We took a cab from the hotel to the museum. The building is an angled, geometric structure of glass, metal, and concrete starting at ground level below the acropolis and rising several stories so that the top level looks out almost level with ancient buildings on top. When I say glass and metal I mean everything. Including the floors. The ground floor is all see-through glass so that you can look directly into the on-going excavations below. It's more than a little disconcerting, and the only way I could manage it was to look ahead and not down.

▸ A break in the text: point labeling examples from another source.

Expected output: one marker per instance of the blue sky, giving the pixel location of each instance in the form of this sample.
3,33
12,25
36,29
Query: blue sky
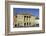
33,11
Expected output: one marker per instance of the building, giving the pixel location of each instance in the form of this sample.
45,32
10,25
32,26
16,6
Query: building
24,20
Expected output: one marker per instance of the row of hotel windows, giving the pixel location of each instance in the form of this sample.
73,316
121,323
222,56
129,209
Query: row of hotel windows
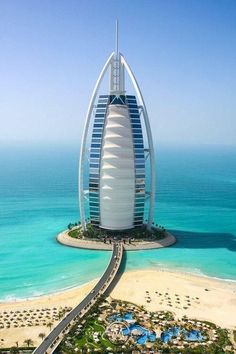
136,146
138,155
137,165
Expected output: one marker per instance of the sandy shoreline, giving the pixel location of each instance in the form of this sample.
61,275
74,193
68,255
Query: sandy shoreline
216,304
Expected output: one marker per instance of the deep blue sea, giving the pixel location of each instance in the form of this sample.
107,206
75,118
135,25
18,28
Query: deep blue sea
195,199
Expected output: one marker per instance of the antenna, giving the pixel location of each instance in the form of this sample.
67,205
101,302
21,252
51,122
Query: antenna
117,37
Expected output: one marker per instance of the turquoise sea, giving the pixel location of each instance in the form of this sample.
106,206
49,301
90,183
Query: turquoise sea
195,199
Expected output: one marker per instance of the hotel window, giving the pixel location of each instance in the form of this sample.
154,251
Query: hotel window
94,204
96,151
94,175
94,156
101,105
97,130
94,165
94,180
97,135
93,185
139,156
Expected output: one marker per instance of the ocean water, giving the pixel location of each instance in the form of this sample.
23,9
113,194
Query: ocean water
195,199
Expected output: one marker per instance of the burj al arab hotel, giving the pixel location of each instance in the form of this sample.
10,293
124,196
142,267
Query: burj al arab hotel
118,183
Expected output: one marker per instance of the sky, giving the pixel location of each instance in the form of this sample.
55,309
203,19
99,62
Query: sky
183,54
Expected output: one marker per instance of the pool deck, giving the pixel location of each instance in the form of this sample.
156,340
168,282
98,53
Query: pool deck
67,240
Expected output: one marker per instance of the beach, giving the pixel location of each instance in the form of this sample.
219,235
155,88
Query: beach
184,294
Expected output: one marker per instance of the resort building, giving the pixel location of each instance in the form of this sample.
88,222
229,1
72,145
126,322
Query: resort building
118,184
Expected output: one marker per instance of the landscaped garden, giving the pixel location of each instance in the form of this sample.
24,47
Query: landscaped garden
120,327
157,232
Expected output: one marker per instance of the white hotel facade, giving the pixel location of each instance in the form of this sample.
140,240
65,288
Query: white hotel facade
117,164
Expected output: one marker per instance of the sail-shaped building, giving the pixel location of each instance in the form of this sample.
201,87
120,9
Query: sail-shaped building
118,185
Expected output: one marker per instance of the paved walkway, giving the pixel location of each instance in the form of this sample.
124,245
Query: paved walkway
67,240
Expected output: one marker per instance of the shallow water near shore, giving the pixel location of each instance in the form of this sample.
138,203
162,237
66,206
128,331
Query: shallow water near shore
195,200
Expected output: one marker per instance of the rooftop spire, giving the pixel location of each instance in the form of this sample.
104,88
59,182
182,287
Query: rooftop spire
117,38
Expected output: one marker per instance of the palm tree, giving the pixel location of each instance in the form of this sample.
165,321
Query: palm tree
29,342
50,324
42,335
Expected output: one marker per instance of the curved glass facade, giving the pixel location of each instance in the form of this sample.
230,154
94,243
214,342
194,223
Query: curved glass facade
130,153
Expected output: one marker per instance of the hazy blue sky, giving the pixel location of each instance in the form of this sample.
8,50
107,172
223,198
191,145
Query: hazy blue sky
183,53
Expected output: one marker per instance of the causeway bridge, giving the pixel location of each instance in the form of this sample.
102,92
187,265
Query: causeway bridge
51,342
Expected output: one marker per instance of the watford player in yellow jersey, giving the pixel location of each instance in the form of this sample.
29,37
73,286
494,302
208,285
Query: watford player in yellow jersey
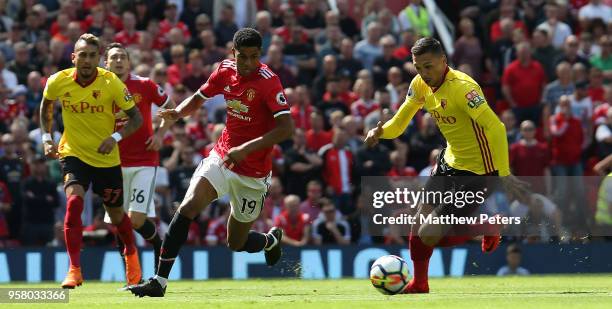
88,149
476,145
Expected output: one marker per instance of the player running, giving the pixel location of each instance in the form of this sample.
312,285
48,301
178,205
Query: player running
139,152
476,145
87,151
240,164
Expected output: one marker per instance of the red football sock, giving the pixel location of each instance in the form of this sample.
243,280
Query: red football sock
73,229
420,254
124,229
449,241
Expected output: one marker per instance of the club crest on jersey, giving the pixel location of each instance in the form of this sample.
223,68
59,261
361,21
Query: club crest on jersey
280,98
127,96
474,99
237,106
250,94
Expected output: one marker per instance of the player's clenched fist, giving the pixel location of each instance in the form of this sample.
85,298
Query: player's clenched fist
50,150
168,114
373,135
107,145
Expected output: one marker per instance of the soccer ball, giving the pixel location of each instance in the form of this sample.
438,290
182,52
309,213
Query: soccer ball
389,274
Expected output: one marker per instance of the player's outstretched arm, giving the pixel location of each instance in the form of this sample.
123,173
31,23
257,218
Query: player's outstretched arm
394,127
283,131
46,127
134,122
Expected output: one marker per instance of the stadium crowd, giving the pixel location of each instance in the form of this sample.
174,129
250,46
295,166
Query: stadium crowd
545,67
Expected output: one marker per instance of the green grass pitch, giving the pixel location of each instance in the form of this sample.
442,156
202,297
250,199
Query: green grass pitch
575,291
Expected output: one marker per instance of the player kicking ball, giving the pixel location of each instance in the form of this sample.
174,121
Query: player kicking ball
476,146
87,151
240,164
140,152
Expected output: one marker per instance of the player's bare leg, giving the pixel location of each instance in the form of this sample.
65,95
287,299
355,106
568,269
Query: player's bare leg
73,234
240,237
120,219
146,228
199,195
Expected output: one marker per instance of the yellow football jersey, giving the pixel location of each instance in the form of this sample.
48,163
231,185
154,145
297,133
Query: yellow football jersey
455,106
87,111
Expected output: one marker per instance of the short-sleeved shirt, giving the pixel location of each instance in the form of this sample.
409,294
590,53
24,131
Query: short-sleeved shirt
252,104
87,111
455,105
133,149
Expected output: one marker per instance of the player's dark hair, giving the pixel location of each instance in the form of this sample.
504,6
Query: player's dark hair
427,45
247,37
89,39
115,45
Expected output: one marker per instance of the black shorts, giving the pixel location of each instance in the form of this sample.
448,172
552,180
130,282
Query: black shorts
107,181
445,178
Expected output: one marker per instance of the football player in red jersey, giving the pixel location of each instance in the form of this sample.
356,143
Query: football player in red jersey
140,151
240,165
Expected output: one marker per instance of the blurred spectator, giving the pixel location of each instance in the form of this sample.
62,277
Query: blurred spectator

The caryatids from the Erectheum are also on display in this museum. The ones actually on the acropolis now holding up the building are now replicas. One of the most interesting parts of this is that you can now see the backs of these female bearers of burdens, and the backs are in much better shape than the fronts since they spent a couple thousand years protected by the roof and not facing out into the elements. And of course you all know that all of this was originally painted in bright colors - no bland white marble for the early Greeks.
The top floor is, as I said, all glass-walled. With a wide bench around the whole thing. So one can sit and stare at the few existing bits of sculpture left, and at the pictures of the sculpture that is gone. It's like looking at the original pediments of the building almost at eye height. And through the windows you can see what is left of the Parthenon itself where Greeks are working a complex jigsaw puzzle to put as many original bits back where they belong and to replace missing stones and columns with replacement bits. You can also see the other hill of Athens, Lycabettus, rising above the city a bit farther away.


And my favorite part of the whole thing? Not only are there built in benches around the sides of the top floor, there are cube shaped benches throughout the building, and a theater with real chairs where they show a (quite political, but who can blame them?) film on the history of the Parthenon. That means that old, wimpy folks like me can enjoy several hours in the museum and see everything without giving in to exhaustion.
And speaking of politics, our day at the Acropolis Museum was the day that the city of Athens had a restaurant strike. All restaurants and tavernas and sidewalk food vendors in the city were closed. We had resigned ourselves to granola bars for dinner. But the café in the museum was open! The young woman who waited on us carefully explained that the wait staff belonged to the museum workers union, and when museums were closed for strikes, the waiters went on strike with them. But on that day we ended our expedition with a lovely hot meal of excellently prepared food, and I got a glass of Greek cider that was tart and tasty.